2. Importing for Side-Effects
Each authorizer can register itself through a protected map of authorizer’s provider types and their factories.
To onboard a new authorizer, the following is needed:
- Implement the authorizer’s provider interface.
- Implement the new provider’s factory.
- Register the factory in the authorizers' factories map, this is the part where it registers itself.
The factory should receive three parameters: the authorizer’s config, which is a map of strings and interfaces, tenant’s name, and logger instance.
The following is an example of how the config would look like:
- name: test-oidc
id: 1610b0c3-c509-4592-a256-a1871353dbfa
authorizer:
type: opa
config:
query: data.observatorium.allow
paths:
- ./test/config/observatorium.rego
- ./test/config/rbac.yaml
rateLimits:
- endpoint: "/api/metrics/v1/.+/api/v1/receive"
limit: 100
window: 1s
- endpoint: "/api/logs/v1/.*"
limit: 100
window: 1s
3. Go Plugin Module
In this approach, the generic interface for authorization providers (Authorizers) is also used. Authorization providers then implement that interface in a Go plugin. This plugin then will be built, and the compiled plugin is loaded at run time by Observatorium API, how and where to load the plugin module would be defined by the tenants’ config file.

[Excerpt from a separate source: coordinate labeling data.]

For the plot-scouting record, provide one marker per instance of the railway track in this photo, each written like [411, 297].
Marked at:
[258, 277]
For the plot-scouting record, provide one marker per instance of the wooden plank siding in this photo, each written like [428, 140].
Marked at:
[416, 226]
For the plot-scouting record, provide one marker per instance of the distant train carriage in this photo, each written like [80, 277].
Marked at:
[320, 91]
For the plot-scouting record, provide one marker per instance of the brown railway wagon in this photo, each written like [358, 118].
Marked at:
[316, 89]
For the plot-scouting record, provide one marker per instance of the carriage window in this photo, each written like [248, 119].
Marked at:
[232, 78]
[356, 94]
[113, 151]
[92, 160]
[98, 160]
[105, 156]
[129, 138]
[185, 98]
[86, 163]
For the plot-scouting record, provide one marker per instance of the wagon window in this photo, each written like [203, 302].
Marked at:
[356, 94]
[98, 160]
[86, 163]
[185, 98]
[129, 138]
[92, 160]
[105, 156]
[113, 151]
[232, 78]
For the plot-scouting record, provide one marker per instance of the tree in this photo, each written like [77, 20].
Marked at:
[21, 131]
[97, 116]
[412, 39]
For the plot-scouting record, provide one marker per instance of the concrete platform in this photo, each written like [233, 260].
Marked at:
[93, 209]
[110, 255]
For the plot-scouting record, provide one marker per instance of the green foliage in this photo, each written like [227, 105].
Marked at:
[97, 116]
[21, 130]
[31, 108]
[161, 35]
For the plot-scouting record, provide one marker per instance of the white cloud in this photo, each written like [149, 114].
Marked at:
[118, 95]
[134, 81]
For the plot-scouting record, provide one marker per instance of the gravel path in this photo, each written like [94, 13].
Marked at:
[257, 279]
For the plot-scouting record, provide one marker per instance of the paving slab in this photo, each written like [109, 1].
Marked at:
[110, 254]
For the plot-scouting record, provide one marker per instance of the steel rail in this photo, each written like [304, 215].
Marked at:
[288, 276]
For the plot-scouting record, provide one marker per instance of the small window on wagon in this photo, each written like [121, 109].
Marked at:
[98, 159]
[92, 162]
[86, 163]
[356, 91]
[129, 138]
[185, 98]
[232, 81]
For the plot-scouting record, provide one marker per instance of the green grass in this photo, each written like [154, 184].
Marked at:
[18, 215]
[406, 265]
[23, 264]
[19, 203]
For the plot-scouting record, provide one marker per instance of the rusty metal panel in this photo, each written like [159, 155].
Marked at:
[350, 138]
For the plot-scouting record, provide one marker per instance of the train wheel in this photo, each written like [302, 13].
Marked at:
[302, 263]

This approach is easy to implement, very flexible in terms of adding more Authorizers without any additional implementation and integration complexity. However, there are few concerns when it comes to trust and security, since Observatorium API would consume a pre-built plugin binary as an authorizer.
Reference: Go Plugin Package
Conclusion
We propose to use the first approach (Custom Rego Built-in Functions in Go), as it appears to be the most flexible approach to follow and require no additional changes to onboard a new authorizer or additional resources to manage.
It worth mentioning, that the new changes must be backward compatible, in other words, it must not break neither the existing configuration nor the current authorization flows.
Action plan
- Review and finalize this proposal document.
- Provide a Proof of Concept (PoC) for pluggable authorizers.
- The community to review and provide feedback on the PoC Pull Requests.
- Apply any feedback and finalize the PRs to be merged.
- Merge the PRs and release a new Observatorium API release.